All the dismissed cases alleged asbestos disease but not malignancy. The Peirce firm continues to pursue 62 malignancy claims in Recht's court and claims the dismissal of the 1,400 claims had nothing to do with the fraud lawsuit.

"The dismissal order contained no findings that the dismissed claims lacked merit and no findings as to whether the dismissed plaintiffs may have recovered amounts from third-party defendants," wrote Walter DeForest, of DeForest Koscelnik Yokitis Kaplan & Berardinelli.

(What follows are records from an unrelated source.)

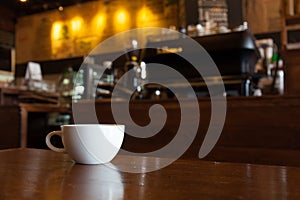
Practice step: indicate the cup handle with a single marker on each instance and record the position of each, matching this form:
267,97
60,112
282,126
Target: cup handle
49,144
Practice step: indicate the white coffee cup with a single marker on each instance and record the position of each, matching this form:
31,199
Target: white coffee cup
89,143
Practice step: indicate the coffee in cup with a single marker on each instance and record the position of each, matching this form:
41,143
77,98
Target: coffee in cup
89,143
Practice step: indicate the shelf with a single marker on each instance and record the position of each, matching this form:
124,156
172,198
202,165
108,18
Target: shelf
288,23
292,20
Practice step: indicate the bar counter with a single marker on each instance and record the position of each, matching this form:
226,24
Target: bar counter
43,174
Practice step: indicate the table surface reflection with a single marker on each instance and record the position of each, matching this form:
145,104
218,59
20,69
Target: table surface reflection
43,174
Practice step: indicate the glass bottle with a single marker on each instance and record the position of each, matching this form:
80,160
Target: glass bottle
66,85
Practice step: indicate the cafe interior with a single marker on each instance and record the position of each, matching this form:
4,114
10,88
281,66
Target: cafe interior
218,77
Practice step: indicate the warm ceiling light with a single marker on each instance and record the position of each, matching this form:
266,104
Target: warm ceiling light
61,8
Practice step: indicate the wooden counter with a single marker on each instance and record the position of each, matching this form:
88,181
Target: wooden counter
257,129
42,174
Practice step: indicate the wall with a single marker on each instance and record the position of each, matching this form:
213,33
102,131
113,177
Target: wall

"This is simply factual information that is not in the record, which CSX is improperly trying to place before the court, without context, for the apparent purpose of attempting to influence the court's review of rulings of the district court that were made before the events recited in CSX's letter."

Earlier this year, two Mississippi attorneys were found to have defrauded Illinois Central Railroad. A federal judge ruled they filed asbestos lawsuits against the company even though their clients had already recovered a combined $210,000 from an earlier suit.

The attorneys, the judge said, withheld that information on a questionnaire.